Moreover, keep in mind that trajectories do not have a fixed length here, so consider using lists instead of arrays.

In [6]:

```
### Train model
import time
# preallocate aux variables
running_return = 0.0
episode = 0
print("\nStart training...\n")
# set the initial model parameters in the optimizer
opt_state = opt_init(inital_params)
while True: # run until "solved", see break condition below
# record time
start_time = time.time()
# reset environment
state = env.reset()
episode_return = 0.0
# get current parameters
current_params = get_params(opt_state)
# preallocate empty lists for the states, actions and rewards within a trajectory
states,actions,rewards = [],[],[]
# loop over timesteps of episode to generate a trajectory
for time_step in range(max_steps_per_episode):
# record state
states.append(state)
# call network to compute \log\pi(:|s)
log_pi_s, _ = predict(current_params,state)
# select action according to actor probability distribution
action = np.random.choice(env.action_space.n, p=np.exp(log_pi_s) )
# record selected action
actions.append(action)
# take action observe next state and receive reward
state, reward, done, _ = env.step(action)
# record reward
rewards.append(reward)
# update current episode return
episode_return += reward
# break if episode has come to an end (i.e. the pendulum has fallen below 15°)
if done:
break
# compute discounted returns from the bare rewards
returns = np.array(rewards)
returns = returns[::-1] * (gamma*np.ones_like(returns) )**np.arange(returns.shape[0])
returns = jnp.cumsum(returns)[::-1]
# define trajectory data
trajectory = (np.array(states), np.array(actions), returns)
# update model
opt_state = update(episode, opt_state, trajectory)
### record time needed for a single epoch
episode_time = time.time() - start_time
# compute running return to check condition for solving the task
running_return = 0.05 * episode_return + (1 - 0.05) * running_return
# print stats
episode += 1
if episode % 10 == 0:
template = "episode {}: averaged running return: {:.2f}; took {:0.2f} secs."
print(template.format(episode, running_return, episode_time))
### check if task is considered solved
if running_return > return_solved: # condition to consider task solved
print("\nSolved at episode {} with average running return {}!".format(episode, running_return))
break
```

Plot the training curve: running return vs episode number.
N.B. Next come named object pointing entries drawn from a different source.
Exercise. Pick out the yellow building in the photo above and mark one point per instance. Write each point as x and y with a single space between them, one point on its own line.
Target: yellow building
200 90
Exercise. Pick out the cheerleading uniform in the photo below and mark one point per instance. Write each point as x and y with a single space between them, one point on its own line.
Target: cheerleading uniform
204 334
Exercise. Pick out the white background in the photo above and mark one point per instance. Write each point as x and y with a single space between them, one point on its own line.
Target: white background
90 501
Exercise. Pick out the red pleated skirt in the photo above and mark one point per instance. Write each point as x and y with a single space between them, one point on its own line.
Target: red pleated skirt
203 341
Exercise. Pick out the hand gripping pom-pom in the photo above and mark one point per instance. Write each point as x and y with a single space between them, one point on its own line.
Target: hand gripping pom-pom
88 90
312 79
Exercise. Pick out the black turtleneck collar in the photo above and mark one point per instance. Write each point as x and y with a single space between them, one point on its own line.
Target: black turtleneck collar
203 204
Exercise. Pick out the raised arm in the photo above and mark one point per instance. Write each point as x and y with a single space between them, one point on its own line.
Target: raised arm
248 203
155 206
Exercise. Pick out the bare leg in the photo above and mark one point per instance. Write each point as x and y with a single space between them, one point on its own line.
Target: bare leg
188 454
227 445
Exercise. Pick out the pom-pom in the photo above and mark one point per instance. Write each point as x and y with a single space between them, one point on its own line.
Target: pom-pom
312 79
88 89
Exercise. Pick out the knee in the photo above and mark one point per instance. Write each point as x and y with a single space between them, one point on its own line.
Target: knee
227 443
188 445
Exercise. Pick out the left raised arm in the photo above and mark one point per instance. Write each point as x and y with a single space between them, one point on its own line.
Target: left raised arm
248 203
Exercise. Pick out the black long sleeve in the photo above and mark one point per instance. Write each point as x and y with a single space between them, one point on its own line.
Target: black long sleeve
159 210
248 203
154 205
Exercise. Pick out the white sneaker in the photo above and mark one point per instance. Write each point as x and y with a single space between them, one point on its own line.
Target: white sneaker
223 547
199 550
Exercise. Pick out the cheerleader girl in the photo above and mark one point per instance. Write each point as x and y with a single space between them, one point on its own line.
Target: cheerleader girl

Check the learned policy: does it make sense physicaly?

Modify the network architecture to use two completely independent networks for the policy and the value function. Note that this allows us to use two optimizers, i.e. two independent learning rates. Compare the performance.

Modify the code to implement the online AC algorithm.

- Try solving the Cart Pole problem using the bare images for states instead of the physical quantities.